Participantes ajenos a CIPF

• Matini, T
• Sasso, L
• Mantovani, G
• Sanchis, J
• Caliceti, P
• Alexander, C
• Salmaso, S

Grupos de Investigación

• Laboratorio de Polímeros Terapéuticos

  

  Jefe/a de Grupo

  Maria Jesus Vicent Docon

Abstract

New pH-responsive polymersomes for active anticancer oligonucleotide delivery were prepared from triblock copolymers. The delivery systems were formed by two terminal hydrophilic blocks, PEG and polyglycerolmethacrylate (poly-GMA), and a central weakly basic block, polyimidazole-hexyl methacrylate (poly-ImHeMA), which can complex with oligonucleotides and control vesicle formation/disassembly via pH variations.

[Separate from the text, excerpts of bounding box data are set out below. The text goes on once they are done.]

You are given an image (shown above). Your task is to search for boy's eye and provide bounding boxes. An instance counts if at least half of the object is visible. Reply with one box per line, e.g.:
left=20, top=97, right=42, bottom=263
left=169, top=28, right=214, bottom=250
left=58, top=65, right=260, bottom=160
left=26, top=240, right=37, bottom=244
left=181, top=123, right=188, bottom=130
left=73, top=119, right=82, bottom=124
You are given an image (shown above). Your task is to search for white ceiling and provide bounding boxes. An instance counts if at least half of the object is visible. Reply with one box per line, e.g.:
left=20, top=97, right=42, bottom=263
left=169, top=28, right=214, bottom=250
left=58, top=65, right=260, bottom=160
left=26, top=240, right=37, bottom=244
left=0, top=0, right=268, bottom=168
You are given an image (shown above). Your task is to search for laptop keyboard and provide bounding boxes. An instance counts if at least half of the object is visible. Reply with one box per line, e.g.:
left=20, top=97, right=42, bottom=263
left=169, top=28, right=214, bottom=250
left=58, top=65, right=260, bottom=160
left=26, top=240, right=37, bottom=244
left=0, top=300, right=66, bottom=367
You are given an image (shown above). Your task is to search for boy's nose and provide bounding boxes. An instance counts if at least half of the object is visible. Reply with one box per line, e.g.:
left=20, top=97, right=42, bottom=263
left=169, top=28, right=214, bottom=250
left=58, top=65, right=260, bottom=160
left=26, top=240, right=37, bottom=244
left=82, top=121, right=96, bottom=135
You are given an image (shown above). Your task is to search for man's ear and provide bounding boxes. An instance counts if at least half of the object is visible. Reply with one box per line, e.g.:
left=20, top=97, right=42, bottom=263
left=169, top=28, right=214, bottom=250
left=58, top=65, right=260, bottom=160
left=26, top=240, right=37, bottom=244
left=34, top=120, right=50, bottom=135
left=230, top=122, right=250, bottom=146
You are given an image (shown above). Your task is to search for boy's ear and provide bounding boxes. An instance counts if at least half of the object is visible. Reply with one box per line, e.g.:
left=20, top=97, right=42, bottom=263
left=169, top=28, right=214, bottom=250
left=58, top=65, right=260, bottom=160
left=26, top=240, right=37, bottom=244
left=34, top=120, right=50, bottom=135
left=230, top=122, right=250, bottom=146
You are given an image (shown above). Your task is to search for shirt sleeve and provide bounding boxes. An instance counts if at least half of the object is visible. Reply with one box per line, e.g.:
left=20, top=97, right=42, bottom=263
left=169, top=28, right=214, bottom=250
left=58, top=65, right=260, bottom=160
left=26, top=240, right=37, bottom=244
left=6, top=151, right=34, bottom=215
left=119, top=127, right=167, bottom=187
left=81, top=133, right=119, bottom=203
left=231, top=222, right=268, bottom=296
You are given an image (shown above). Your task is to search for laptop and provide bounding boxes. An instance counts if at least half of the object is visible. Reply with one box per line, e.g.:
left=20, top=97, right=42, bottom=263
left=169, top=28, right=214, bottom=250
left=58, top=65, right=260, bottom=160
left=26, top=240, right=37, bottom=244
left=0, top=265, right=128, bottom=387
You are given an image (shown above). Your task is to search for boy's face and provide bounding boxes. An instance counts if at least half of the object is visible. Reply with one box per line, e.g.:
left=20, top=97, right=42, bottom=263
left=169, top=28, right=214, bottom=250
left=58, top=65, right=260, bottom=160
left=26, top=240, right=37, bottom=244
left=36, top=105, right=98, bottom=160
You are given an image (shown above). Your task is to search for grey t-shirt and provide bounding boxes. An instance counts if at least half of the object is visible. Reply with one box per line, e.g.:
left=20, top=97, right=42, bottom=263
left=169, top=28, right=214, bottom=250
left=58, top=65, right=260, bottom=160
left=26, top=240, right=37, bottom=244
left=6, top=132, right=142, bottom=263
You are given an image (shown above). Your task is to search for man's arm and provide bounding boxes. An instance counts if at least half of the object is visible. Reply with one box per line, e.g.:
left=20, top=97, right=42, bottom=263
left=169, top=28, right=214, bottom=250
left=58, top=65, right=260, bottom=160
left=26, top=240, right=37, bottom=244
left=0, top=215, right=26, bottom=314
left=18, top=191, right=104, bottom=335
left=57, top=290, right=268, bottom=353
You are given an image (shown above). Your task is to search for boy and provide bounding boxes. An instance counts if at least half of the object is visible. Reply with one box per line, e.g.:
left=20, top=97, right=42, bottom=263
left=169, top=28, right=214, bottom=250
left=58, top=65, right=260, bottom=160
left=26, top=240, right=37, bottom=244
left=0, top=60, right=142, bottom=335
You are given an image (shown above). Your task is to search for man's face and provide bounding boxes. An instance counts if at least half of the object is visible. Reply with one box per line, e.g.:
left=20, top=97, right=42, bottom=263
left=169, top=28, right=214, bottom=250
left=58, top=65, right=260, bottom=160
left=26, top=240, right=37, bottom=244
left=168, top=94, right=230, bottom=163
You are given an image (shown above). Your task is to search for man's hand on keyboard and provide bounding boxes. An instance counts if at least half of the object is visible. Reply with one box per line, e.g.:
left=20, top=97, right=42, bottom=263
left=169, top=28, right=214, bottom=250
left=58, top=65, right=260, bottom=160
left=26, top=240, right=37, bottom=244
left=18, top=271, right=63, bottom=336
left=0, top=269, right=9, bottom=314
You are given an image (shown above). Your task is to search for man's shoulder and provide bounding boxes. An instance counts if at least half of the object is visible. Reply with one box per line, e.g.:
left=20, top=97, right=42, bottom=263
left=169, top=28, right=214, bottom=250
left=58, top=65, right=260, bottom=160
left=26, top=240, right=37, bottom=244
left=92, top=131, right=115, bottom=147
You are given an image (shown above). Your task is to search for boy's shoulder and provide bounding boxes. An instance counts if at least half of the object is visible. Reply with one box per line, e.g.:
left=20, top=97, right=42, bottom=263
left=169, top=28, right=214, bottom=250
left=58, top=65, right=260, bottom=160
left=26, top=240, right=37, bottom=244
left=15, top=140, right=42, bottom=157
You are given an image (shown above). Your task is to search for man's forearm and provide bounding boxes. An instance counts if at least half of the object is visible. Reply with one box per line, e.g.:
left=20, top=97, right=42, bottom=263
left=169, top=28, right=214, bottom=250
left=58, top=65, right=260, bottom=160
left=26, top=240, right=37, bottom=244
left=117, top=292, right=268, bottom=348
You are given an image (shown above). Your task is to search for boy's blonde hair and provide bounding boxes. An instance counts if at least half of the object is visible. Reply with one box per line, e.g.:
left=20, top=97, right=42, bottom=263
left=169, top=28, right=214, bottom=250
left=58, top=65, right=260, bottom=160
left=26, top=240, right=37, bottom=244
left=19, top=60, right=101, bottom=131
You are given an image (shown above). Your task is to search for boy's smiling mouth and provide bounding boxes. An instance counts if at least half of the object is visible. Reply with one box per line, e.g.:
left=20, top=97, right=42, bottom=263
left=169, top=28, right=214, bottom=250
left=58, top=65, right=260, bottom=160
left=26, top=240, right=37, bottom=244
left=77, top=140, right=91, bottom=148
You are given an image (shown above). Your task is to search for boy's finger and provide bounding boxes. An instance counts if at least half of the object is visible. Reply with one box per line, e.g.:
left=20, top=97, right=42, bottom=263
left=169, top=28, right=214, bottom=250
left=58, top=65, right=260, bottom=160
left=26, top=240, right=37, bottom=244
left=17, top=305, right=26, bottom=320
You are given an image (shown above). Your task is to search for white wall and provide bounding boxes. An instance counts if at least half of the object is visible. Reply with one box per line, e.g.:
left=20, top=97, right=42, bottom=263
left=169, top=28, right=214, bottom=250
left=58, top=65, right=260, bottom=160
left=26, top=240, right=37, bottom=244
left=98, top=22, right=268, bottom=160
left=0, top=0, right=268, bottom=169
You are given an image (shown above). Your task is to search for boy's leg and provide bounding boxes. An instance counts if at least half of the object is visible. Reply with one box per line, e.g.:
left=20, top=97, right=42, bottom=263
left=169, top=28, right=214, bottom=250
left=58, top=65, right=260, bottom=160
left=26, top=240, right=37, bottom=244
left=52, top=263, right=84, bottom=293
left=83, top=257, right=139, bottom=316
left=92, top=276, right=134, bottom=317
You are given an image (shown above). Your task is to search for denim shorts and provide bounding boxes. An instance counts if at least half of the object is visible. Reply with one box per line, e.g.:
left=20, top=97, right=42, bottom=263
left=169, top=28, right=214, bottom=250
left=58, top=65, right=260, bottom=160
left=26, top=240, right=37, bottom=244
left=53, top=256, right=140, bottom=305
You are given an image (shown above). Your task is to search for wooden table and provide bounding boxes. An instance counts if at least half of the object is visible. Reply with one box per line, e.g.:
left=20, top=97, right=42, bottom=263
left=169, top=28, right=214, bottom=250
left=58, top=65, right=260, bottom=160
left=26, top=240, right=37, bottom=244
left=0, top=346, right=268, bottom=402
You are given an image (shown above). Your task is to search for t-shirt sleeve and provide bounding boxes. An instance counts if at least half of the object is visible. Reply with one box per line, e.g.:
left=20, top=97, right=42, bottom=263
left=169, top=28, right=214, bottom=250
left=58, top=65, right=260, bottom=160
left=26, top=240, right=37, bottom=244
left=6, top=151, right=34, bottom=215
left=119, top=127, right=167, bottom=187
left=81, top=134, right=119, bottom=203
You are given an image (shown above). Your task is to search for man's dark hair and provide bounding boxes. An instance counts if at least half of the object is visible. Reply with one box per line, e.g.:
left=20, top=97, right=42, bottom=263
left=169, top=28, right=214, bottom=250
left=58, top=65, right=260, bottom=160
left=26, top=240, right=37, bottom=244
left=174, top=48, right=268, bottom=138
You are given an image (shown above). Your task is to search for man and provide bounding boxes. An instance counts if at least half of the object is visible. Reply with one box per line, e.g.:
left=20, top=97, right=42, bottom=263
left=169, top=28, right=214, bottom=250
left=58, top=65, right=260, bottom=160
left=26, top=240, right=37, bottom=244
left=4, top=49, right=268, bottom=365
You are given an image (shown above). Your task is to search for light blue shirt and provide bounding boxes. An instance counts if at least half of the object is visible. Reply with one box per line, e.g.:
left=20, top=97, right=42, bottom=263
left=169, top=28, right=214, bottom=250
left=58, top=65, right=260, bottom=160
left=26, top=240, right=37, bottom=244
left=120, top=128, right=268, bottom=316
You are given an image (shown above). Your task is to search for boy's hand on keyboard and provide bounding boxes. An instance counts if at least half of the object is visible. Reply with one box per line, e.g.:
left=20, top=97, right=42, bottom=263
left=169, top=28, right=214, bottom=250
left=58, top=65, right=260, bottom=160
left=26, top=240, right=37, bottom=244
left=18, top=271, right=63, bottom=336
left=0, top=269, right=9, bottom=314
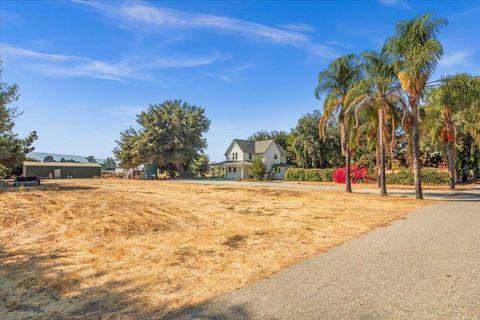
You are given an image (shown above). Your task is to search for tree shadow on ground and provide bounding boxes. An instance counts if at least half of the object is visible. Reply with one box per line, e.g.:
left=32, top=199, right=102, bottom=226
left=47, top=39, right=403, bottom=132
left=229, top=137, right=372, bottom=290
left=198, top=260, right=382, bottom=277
left=164, top=302, right=252, bottom=320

Targeted polymersomes were prepared by mixing folate-derivatized and underivatized copolymers. At pH 5, ds-DNA was found to complex with the pH-responsive copolymers at a NIP molar ratio above similar to 2:1 which assisted the encapsulation of ds-DNA in the polymersomes, while low association was observed at pH 7.4. Cytotoxicity studies performed on folate receptor overexpressing KB and B16-F10 cells and low folate receptor expressing MCF-7 cells showed high tolerance of the polymersomes at up to 3 mg/mL concentration. Studies performed with red blood cells showed that at pH 5.0 the polymersomes have endosomolytic properties. Cytofluorimetric studies showed a 5.5-fold higher uptake of ds-DNA loaded folate-functional polymersomes in KB cells compared to nontargeted polymersomes. In addition, ds-DNA was found to be localized both in the nucleus and in the cytosol. The incubation of luciferase transfected B16-F10 cells with targeted polymersomes loaded with luciferase and Hsp90 expression silencing siRNAs yielded 31 and 23% knockdown in target protein expression, respectively.